# MNIST classifier **Exercise**





In this exercise, you will apply what you've learned to build, train, and evaluate a neural network to classify handwritten digits from the famous MNIST dataset.


# Step 1: Import the libraries

Step 1: Setup and Imports
First, we import the necessary libraries and, most importantly, set up our device. This ensures our code will use a GPU for faster training if one is available.

In [None]:
# --- Core PyTorch and data handling libraries ---
import random
import numpy as np
import torch
from torch import nn
from torch.utils.data import DataLoader
import torchvision
from torchvision import datasets, transforms

# --- Visualization and analysis ---
import matplotlib.pyplot as plt
import pandas as pd
import seaborn as sns

# --- Device and reproducibility ---
device = "cuda" if torch.cuda.is_available() else "cpu"
print(f"Using device: {device}")

SEED = 42
random.seed(SEED)
np.random.seed(SEED)
torch.manual_seed(SEED)


## Step 2 — Prepare the dataset transforms and load MNIST

We will scale images to `[0,1]` with `ToTensor()` and then **standardize** with mean/std for MNIST. Keep these lines unchanged for the lab.

In [None]:
# MNIST statistics (train set)
mnist_mean = 0.1307
mnist_std = 0.3081

transform = transforms.Compose([
    # Resize the image to 28x28 pixels
    transforms.Resize((28, 28)),
    # Convert the image to a PyTorch tensor
    # ** Fill in the code below **
    # Normalize the image with mean and standard deviation
    #** Fill in the code below **
])

train_set = datasets.MNIST(root='data', train=True, download=True, transform=transform)
test_set  = datasets.MNIST(root='data', train=False, download=True, transform=transform)
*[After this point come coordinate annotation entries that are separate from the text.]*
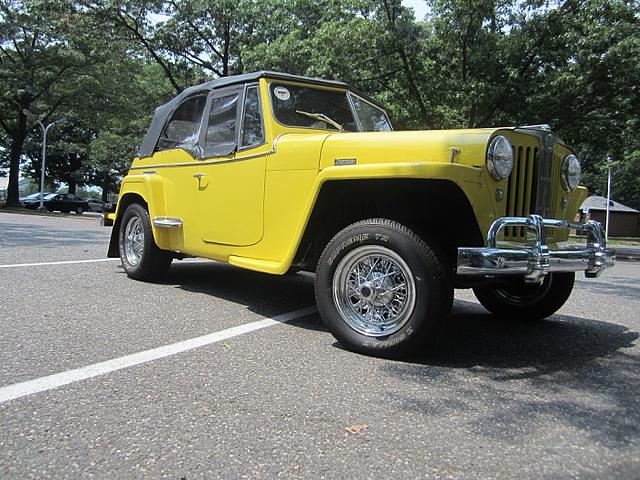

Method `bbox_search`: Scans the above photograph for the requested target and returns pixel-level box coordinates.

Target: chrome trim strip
[456,215,615,283]
[153,217,182,228]
[129,133,286,173]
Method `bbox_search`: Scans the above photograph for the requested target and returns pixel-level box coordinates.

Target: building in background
[580,195,640,237]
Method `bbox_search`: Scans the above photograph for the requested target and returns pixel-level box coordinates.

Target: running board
[153,217,182,228]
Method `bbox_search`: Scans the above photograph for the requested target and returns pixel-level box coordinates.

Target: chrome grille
[504,145,539,239]
[504,130,558,241]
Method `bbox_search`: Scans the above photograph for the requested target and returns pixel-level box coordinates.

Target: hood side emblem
[333,158,356,167]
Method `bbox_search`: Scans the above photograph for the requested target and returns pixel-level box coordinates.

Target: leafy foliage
[0,0,640,208]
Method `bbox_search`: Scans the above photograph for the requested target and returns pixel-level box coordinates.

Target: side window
[205,92,240,155]
[240,87,264,148]
[351,95,391,132]
[156,95,207,151]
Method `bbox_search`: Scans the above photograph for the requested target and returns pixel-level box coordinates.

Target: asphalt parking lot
[0,213,640,480]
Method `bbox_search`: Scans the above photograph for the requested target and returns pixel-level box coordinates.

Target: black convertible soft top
[138,71,382,158]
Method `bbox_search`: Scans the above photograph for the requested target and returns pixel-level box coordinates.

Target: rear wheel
[316,219,453,357]
[473,272,575,320]
[118,203,173,280]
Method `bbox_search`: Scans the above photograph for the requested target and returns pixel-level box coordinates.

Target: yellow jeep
[106,72,614,356]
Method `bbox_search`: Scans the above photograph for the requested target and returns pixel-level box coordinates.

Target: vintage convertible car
[106,72,614,356]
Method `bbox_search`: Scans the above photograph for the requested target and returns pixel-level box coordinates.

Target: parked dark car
[20,192,54,208]
[87,198,104,213]
[23,193,91,215]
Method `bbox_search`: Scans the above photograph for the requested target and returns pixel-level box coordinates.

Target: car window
[240,87,264,148]
[205,92,240,154]
[351,95,391,132]
[156,95,207,151]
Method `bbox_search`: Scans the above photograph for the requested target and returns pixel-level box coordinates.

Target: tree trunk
[101,159,111,202]
[7,125,27,207]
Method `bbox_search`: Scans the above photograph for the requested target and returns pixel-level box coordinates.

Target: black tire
[118,203,173,281]
[473,272,575,321]
[315,218,453,358]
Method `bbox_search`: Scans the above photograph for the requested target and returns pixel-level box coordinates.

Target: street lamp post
[604,155,613,242]
[22,108,64,212]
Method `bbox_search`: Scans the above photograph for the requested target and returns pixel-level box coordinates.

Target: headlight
[560,155,582,192]
[487,135,513,180]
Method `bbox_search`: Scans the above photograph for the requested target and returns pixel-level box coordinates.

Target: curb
[0,207,102,220]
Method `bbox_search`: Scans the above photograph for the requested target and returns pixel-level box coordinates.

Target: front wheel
[316,219,453,357]
[118,203,173,281]
[473,272,575,320]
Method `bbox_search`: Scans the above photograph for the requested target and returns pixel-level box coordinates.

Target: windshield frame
[347,90,393,133]
[267,79,393,133]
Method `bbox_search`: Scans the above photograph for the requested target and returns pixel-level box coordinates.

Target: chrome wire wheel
[124,215,144,267]
[332,245,416,337]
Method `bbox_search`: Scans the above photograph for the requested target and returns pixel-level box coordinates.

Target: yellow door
[154,85,268,248]
[193,85,267,246]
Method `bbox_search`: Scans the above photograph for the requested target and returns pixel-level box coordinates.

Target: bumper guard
[457,215,615,283]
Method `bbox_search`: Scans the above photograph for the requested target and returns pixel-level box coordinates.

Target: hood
[320,128,513,170]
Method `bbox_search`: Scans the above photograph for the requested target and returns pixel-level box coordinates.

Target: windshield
[270,83,358,132]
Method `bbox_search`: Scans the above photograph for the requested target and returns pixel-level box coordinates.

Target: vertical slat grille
[504,145,539,240]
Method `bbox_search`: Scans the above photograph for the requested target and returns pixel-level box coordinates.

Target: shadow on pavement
[0,222,111,248]
[166,263,640,447]
[382,301,640,447]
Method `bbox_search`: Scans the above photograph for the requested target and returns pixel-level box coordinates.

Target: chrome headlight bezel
[487,135,513,181]
[560,153,582,192]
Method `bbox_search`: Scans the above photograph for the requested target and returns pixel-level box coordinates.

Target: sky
[402,0,427,20]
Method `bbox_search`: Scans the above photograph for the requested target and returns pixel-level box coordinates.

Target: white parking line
[0,258,120,268]
[0,307,316,403]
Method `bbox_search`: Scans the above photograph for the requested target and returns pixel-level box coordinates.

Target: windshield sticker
[273,87,291,102]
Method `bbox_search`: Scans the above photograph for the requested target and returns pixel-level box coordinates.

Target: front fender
[107,174,169,258]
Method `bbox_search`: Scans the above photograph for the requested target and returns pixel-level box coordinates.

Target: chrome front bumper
[457,215,615,283]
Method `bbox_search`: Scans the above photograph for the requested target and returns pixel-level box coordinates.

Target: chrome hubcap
[124,216,144,267]
[332,245,416,337]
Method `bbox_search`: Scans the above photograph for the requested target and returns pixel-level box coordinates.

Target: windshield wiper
[296,110,344,132]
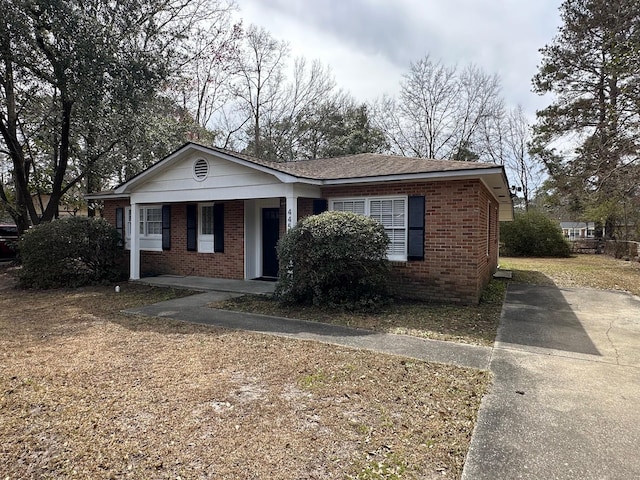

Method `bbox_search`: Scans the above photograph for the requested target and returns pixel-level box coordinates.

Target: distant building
[560,222,596,242]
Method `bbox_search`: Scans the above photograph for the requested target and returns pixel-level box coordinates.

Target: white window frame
[198,203,215,253]
[124,205,162,251]
[329,195,409,262]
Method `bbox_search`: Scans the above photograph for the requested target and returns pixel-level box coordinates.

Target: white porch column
[129,202,140,280]
[286,193,298,230]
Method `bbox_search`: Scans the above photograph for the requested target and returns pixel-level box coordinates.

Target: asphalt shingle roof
[208,148,496,180]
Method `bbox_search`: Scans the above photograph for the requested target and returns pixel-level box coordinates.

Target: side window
[330,197,408,261]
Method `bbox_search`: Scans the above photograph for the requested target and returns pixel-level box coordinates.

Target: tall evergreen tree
[533,0,640,232]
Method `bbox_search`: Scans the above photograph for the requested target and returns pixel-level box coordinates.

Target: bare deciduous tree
[374,55,503,160]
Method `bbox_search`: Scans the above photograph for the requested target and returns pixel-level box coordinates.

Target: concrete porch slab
[129,275,276,295]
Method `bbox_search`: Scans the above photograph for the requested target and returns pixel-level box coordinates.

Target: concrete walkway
[128,277,640,480]
[126,277,491,370]
[462,284,640,480]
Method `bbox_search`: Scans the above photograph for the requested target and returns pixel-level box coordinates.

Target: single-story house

print('Train samples:', len(train_set))
print('Test samples :', len(test_set))


### Visualize some training samples
The images are normalized. The helper function below **unnormalizes** them before plotting so they appear correctly.

In [None]:
def imshow_normalized(tensor_img, mean=mnist_mean, std=mnist_std):
    """Unnormalize a CxHxW tensor and plot it as HxW (grayscale)"""
    img = tensor_img.clone().cpu().numpy()
    img = img * std + mean
    plt.imshow(img.squeeze(), cmap='gray')
    plt.axis('off')

plt.figure(figsize=(6,6))
cols, rows = 4, 4
for i in range(1, cols*rows + 1):
    idx = random.randint(0, len(train_set)-1)
    img, label = train_set[idx]
    plt.subplot(rows, cols, i)
    imshow_normalized(img)
    plt.title(f"Label: {label}")
plt.tight_layout()
plt.show()


## Step 3 — Create DataLoaders

Create `DataLoader`s for training and testing. Leave `shuffle=True` for training.

In [None]:
BATCH_SIZE = 64
train_loader = #** Fill in the code below **
test_loader  = #** Fill in the code below **

print('Train batches:', len(train_loader))
print('Test  batches:', len(test_loader))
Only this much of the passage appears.